Siódme miejsce w pierwszym konkursie, dwa oczka wyżej w drugim - od dwóch lokat w pierwszej dziesiątce Adam Małysz rozpoczął nowy sezon Pucharu Świata. Jest to z pewnością wynik napawający optymizmem przed dalszą częścią sezonu, szczególnie na tle zeszłorocznych konkursów w Kuusamo, kiedy to skoczek z Wisły dwukrotnie zajął 19. miejsce.
"Skoki miałem dobre, niektóre bliskie ideału. Z taką formą na pewno można spokojnie myśleć o walce w Trondheim czy potem w Harrachovie.

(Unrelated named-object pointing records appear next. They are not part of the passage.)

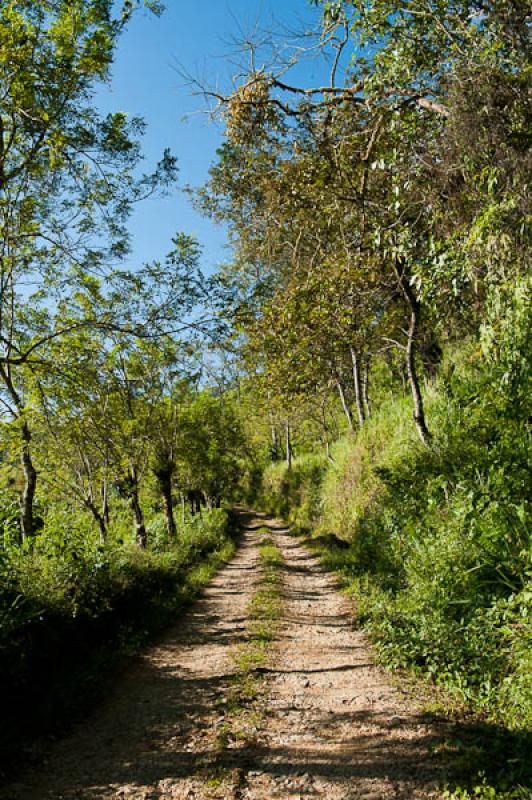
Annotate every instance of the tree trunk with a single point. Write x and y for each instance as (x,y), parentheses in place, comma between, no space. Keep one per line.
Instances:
(275,443)
(30,484)
(165,485)
(139,528)
(365,388)
(345,405)
(106,513)
(99,517)
(415,312)
(357,385)
(288,446)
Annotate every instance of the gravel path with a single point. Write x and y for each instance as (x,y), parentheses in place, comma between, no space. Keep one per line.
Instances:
(329,724)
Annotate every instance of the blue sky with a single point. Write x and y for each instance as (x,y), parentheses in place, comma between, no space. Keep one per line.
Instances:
(146,82)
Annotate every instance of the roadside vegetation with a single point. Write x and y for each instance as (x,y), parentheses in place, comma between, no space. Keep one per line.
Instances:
(381,292)
(361,365)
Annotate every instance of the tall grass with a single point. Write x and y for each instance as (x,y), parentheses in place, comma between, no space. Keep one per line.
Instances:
(438,548)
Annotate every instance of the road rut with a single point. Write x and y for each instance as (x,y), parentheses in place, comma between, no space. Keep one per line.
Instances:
(329,723)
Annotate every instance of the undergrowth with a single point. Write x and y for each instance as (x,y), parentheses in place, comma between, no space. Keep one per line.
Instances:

Ciężko trenowałem w lecie, wtedy skakałem trochę słabiej, teraz jestem pełen optymizmu."- mówił po sobotnich konkursach Małysz. - "Odbijam się jeszcze trochę za bardzo do przodu, nad tym popracuję. Brakuje mi także tego szybowania w drugiej fazie lotu i dlatego jestem parę metrów za najlepszymi. Poprawienie tych usterek powinno dać mi miejsce na podium."

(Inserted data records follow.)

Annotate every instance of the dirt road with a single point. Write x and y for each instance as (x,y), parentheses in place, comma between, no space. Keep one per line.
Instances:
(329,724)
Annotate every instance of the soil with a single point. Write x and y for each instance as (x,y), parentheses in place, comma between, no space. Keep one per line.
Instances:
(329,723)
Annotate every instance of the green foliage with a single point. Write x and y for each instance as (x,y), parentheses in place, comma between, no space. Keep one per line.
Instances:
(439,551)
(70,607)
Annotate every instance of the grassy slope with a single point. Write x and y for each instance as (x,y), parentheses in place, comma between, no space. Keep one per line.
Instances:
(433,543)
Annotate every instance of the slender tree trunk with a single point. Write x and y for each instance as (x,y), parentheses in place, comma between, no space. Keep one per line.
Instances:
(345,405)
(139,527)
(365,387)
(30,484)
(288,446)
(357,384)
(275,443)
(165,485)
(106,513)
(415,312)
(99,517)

Pogoda panująca w Kuusamo już na początku sezonu pokrzyżowała plany organizatorom - na szczęście w sobotę aura była łaskawsza niż dzień wcześniej i udało się rozegrać dwa konkursy - jeden planowy, drugi zaległy z piątku. Co o sobotnim maratonie myśli Małysz? "Trener Kuttin przychodził parę razy w piątek wieczorem i mówił najpierw, że będzie jeden konkurs po południu i rano trening w sali, potem, że może jednak dwa, ale nie wiadomo, kiedy. Zanim przyszedł trzeci raz sami mówiliśmy między sobą, że najlepiej byłoby zaliczyć skokowy maraton i nie zostawać do niedzieli. Kiedy trener powiedział, jak w końcu będzie, zaczęliśmy się śmiać."

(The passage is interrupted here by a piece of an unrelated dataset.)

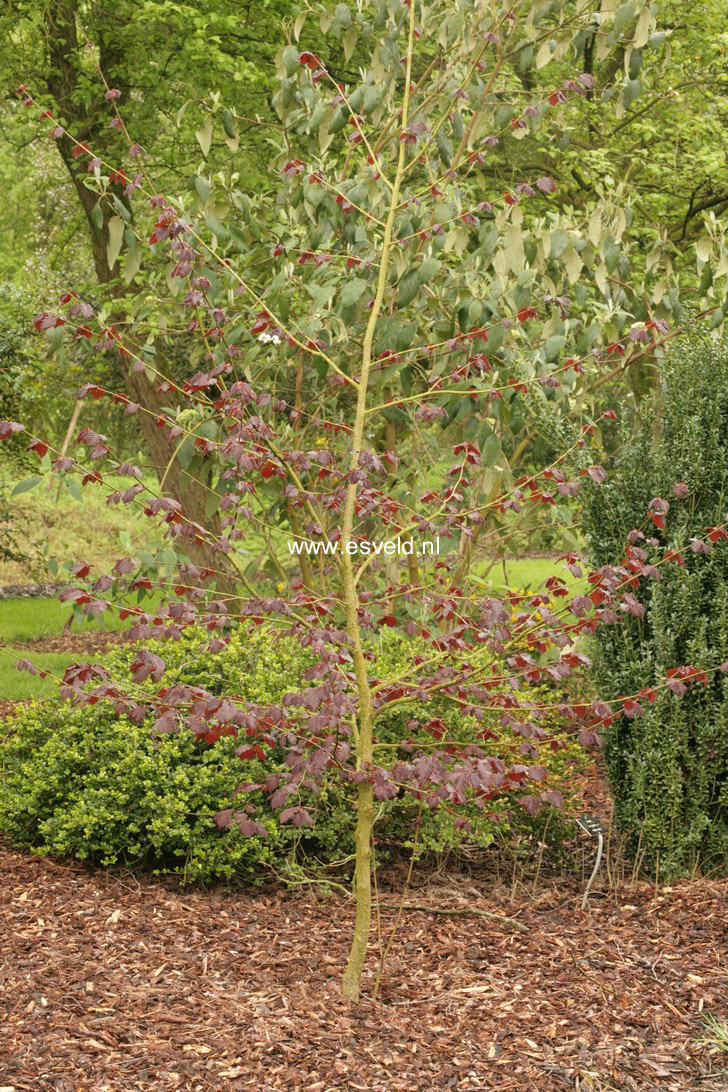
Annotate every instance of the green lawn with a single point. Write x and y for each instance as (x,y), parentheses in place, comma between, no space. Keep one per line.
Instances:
(523,573)
(28,619)
(20,686)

Pierwsze zawody w sezonie to jak zawsze szansa na rozpoznanie po dłuższym czasie dyspozycji i formy w jakiej znajdują się aktualnie rywale. "Nie ma niespodzianek, może tylko forma Roberta Kranjeca trochę nas zaskoczyła. Również ja jestem w czołówce i to dla mnie ważne. Janne Ahonen dwa razy zajął drugie miejsce, nie wygrał, więc wydaje się, że na razie nie jest tak silny, jak w zeszłym roku. Wygląda na to, że rywalizacja będzie bardziej wyrównana, skończył się okres dominacji jednego skoczka." - wyjaśniał Polak.